2023, JMIR. JOURNAL OF MEDICAL INTERNET RESEARCH, Pages e44714- (volume: 3)

Global Misinformation Spillovers in the Vaccination Debate Before and During the COVID-19 Pandemic: Multilingual Twitter Study (01a Articolo in rivista)

Lenti Jacopo, Mejova Yelena, Kalimeri Kyriaki, Panisson André, Paolotti Daniela, Tizzani Michele, Starnini Michele

Background: Antivaccination views pervade online social media, fueling distrust in scientific expertise and increasing the number of vaccine-hesitant individuals. Although previous studies focused on specific countries, the COVID-19 pandemic has brought the vaccination discourse worldwide, underpinning the need to tackle low-credible information flows on a global scale to design effective countermeasures. Objective: This study aimed to quantify cross-border misinformation flows among users exposed to antivaccination (no-vax) content and the effects of content moderation on vaccine-related misinformation.
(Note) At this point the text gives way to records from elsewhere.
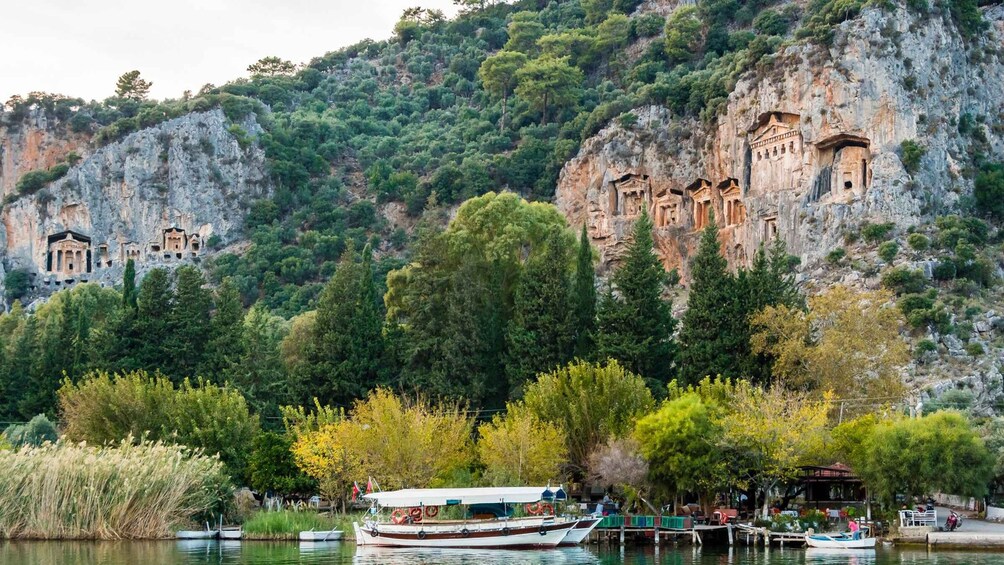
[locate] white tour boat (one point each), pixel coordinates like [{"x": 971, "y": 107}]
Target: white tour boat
[
  {"x": 839, "y": 541},
  {"x": 414, "y": 521}
]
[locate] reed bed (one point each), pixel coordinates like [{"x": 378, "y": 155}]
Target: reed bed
[{"x": 73, "y": 491}]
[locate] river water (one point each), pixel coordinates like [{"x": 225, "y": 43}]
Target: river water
[{"x": 202, "y": 552}]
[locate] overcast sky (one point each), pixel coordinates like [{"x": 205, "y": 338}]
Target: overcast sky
[{"x": 79, "y": 48}]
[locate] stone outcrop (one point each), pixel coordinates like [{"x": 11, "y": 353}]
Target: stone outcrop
[
  {"x": 36, "y": 144},
  {"x": 160, "y": 197},
  {"x": 806, "y": 152}
]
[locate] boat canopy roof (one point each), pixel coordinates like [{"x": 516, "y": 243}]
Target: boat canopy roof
[{"x": 449, "y": 497}]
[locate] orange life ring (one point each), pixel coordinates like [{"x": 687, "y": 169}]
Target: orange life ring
[
  {"x": 399, "y": 516},
  {"x": 416, "y": 513}
]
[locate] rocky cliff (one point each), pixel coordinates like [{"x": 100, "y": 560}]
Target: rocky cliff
[
  {"x": 806, "y": 150},
  {"x": 161, "y": 196},
  {"x": 35, "y": 144}
]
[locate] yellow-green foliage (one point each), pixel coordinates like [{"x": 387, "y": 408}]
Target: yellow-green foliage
[
  {"x": 74, "y": 491},
  {"x": 519, "y": 449}
]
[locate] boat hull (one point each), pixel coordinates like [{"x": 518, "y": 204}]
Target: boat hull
[
  {"x": 579, "y": 531},
  {"x": 197, "y": 535},
  {"x": 498, "y": 535},
  {"x": 839, "y": 542}
]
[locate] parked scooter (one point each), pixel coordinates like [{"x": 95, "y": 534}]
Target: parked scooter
[{"x": 954, "y": 521}]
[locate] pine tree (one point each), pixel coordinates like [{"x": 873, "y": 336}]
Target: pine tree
[
  {"x": 540, "y": 334},
  {"x": 23, "y": 371},
  {"x": 584, "y": 297},
  {"x": 348, "y": 342},
  {"x": 768, "y": 282},
  {"x": 712, "y": 330},
  {"x": 189, "y": 324},
  {"x": 635, "y": 323},
  {"x": 473, "y": 347}
]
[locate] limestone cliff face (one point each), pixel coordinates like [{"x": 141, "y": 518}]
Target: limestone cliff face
[
  {"x": 805, "y": 152},
  {"x": 36, "y": 144},
  {"x": 160, "y": 197}
]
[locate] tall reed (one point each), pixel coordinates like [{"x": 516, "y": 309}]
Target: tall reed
[{"x": 72, "y": 491}]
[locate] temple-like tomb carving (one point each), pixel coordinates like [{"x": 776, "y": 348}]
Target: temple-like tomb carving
[
  {"x": 631, "y": 195},
  {"x": 734, "y": 210},
  {"x": 701, "y": 193},
  {"x": 775, "y": 156},
  {"x": 844, "y": 168},
  {"x": 174, "y": 242},
  {"x": 68, "y": 255},
  {"x": 667, "y": 207}
]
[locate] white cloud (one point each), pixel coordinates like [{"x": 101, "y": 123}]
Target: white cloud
[{"x": 79, "y": 48}]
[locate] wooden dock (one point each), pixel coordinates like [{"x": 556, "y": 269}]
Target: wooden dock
[{"x": 674, "y": 529}]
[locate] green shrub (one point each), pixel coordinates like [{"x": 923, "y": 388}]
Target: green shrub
[
  {"x": 919, "y": 242},
  {"x": 924, "y": 349},
  {"x": 989, "y": 190},
  {"x": 17, "y": 282},
  {"x": 903, "y": 280},
  {"x": 271, "y": 467},
  {"x": 888, "y": 251},
  {"x": 911, "y": 154},
  {"x": 910, "y": 302},
  {"x": 38, "y": 431},
  {"x": 974, "y": 348},
  {"x": 874, "y": 233},
  {"x": 649, "y": 25}
]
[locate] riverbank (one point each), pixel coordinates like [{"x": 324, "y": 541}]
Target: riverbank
[{"x": 287, "y": 525}]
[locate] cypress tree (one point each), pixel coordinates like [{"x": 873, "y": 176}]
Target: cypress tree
[
  {"x": 150, "y": 332},
  {"x": 189, "y": 324},
  {"x": 347, "y": 338},
  {"x": 768, "y": 282},
  {"x": 712, "y": 327},
  {"x": 226, "y": 330},
  {"x": 584, "y": 297},
  {"x": 635, "y": 323},
  {"x": 540, "y": 334}
]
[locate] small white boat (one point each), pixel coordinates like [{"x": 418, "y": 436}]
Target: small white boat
[
  {"x": 197, "y": 534},
  {"x": 838, "y": 541},
  {"x": 323, "y": 536},
  {"x": 579, "y": 531},
  {"x": 415, "y": 522}
]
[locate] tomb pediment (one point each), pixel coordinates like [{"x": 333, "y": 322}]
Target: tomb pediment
[{"x": 729, "y": 188}]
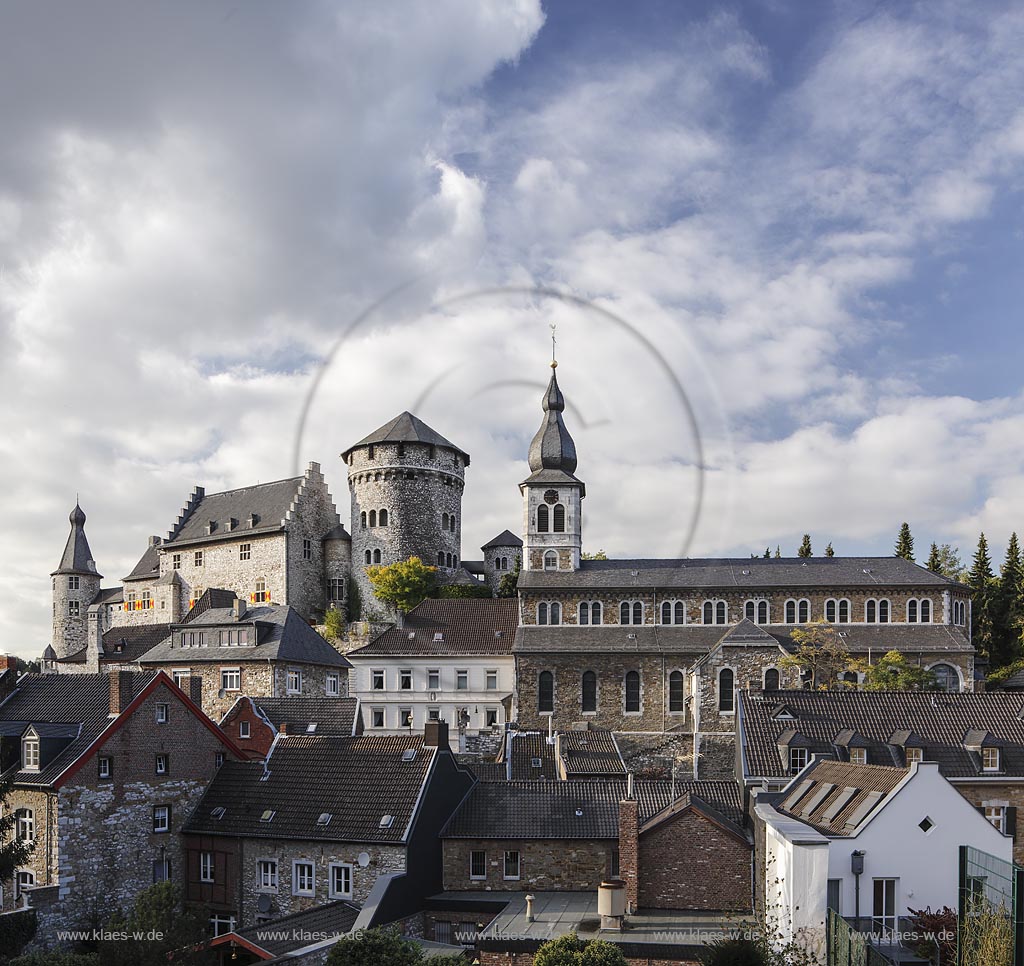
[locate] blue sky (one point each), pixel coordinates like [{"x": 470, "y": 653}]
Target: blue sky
[{"x": 812, "y": 212}]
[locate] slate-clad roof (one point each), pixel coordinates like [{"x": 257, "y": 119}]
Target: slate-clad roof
[
  {"x": 133, "y": 641},
  {"x": 838, "y": 798},
  {"x": 505, "y": 539},
  {"x": 407, "y": 428},
  {"x": 283, "y": 635},
  {"x": 291, "y": 932},
  {"x": 469, "y": 626},
  {"x": 79, "y": 701},
  {"x": 148, "y": 564},
  {"x": 940, "y": 723},
  {"x": 548, "y": 809},
  {"x": 732, "y": 574},
  {"x": 77, "y": 557},
  {"x": 331, "y": 715},
  {"x": 268, "y": 501},
  {"x": 356, "y": 781},
  {"x": 698, "y": 639}
]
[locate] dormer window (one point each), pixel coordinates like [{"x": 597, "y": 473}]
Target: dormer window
[{"x": 30, "y": 753}]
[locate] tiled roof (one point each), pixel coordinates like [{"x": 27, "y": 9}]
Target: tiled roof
[
  {"x": 81, "y": 701},
  {"x": 283, "y": 635},
  {"x": 291, "y": 932},
  {"x": 133, "y": 641},
  {"x": 407, "y": 428},
  {"x": 467, "y": 626},
  {"x": 733, "y": 574},
  {"x": 837, "y": 798},
  {"x": 355, "y": 781},
  {"x": 505, "y": 539},
  {"x": 268, "y": 501},
  {"x": 331, "y": 715},
  {"x": 940, "y": 723},
  {"x": 549, "y": 809},
  {"x": 591, "y": 752}
]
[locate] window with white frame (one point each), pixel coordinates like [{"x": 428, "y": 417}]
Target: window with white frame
[
  {"x": 266, "y": 875},
  {"x": 303, "y": 879},
  {"x": 511, "y": 865},
  {"x": 341, "y": 880},
  {"x": 206, "y": 867}
]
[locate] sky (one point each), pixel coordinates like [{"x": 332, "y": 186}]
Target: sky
[{"x": 780, "y": 243}]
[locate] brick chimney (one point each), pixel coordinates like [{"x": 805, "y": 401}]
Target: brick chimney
[
  {"x": 435, "y": 736},
  {"x": 629, "y": 846},
  {"x": 121, "y": 690}
]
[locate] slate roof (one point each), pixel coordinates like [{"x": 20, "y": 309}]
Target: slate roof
[
  {"x": 407, "y": 428},
  {"x": 77, "y": 557},
  {"x": 79, "y": 701},
  {"x": 838, "y": 798},
  {"x": 548, "y": 809},
  {"x": 356, "y": 781},
  {"x": 469, "y": 626},
  {"x": 505, "y": 539},
  {"x": 291, "y": 932},
  {"x": 331, "y": 715},
  {"x": 268, "y": 501},
  {"x": 940, "y": 723},
  {"x": 148, "y": 564},
  {"x": 588, "y": 753},
  {"x": 283, "y": 635},
  {"x": 134, "y": 640},
  {"x": 732, "y": 574}
]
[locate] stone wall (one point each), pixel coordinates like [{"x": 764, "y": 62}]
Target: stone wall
[{"x": 572, "y": 865}]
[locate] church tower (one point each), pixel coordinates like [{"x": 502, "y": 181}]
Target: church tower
[
  {"x": 552, "y": 495},
  {"x": 76, "y": 584}
]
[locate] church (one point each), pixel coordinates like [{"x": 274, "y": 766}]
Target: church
[{"x": 633, "y": 645}]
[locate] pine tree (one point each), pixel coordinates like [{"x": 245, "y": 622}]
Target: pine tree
[
  {"x": 904, "y": 543},
  {"x": 980, "y": 580}
]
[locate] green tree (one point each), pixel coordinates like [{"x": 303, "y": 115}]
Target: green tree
[
  {"x": 820, "y": 655},
  {"x": 904, "y": 543},
  {"x": 167, "y": 929},
  {"x": 981, "y": 581},
  {"x": 893, "y": 672},
  {"x": 402, "y": 584},
  {"x": 569, "y": 950}
]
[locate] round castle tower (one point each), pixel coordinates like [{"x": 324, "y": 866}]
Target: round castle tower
[
  {"x": 76, "y": 584},
  {"x": 406, "y": 481}
]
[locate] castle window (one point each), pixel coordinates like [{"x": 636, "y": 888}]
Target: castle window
[
  {"x": 546, "y": 693},
  {"x": 677, "y": 700},
  {"x": 726, "y": 693},
  {"x": 542, "y": 519},
  {"x": 589, "y": 693},
  {"x": 559, "y": 518},
  {"x": 632, "y": 691}
]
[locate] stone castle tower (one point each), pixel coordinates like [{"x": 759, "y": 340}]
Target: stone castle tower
[
  {"x": 76, "y": 584},
  {"x": 406, "y": 481},
  {"x": 552, "y": 496}
]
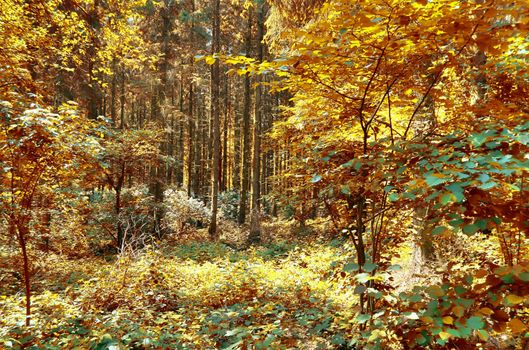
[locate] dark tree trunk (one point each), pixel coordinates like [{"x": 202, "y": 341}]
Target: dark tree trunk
[
  {"x": 215, "y": 117},
  {"x": 246, "y": 130}
]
Methods: We collected 316 million vaccine-related Twitter (Twitter, Inc) messages in 18 languages from October 2019 to March 2021. We geolocated users in 28 different countries and reconstructed a retweet network and cosharing network for each country. We identified communities of users exposed to no-vax content by detecting communities in the retweet network via hierarchical clustering and manual annotation. We collected a list of low-credibility domains and quantified the interactions and misinformation flows among no-vax communities of different countries. Results: The findings showed that during the pandemic, no-vax communities became more central in the country-specific debates and their cross-border connections strengthened, revealing a global Twitter antivaccination network. US users are central in this network, whereas Russian users also became net exporters of misinformation during vaccination rollout. Interestingly, we found that Twitter's content moderation efforts, in particular the suspension of users following the January 6 US Capitol attack, had a worldwide impact in reducing the spread of misinformation about vaccines. Conclusions: These findings may help public health institutions and social media platforms mitigate the spread of health-related, low-credibility information by revealing vulnerable web-based communities.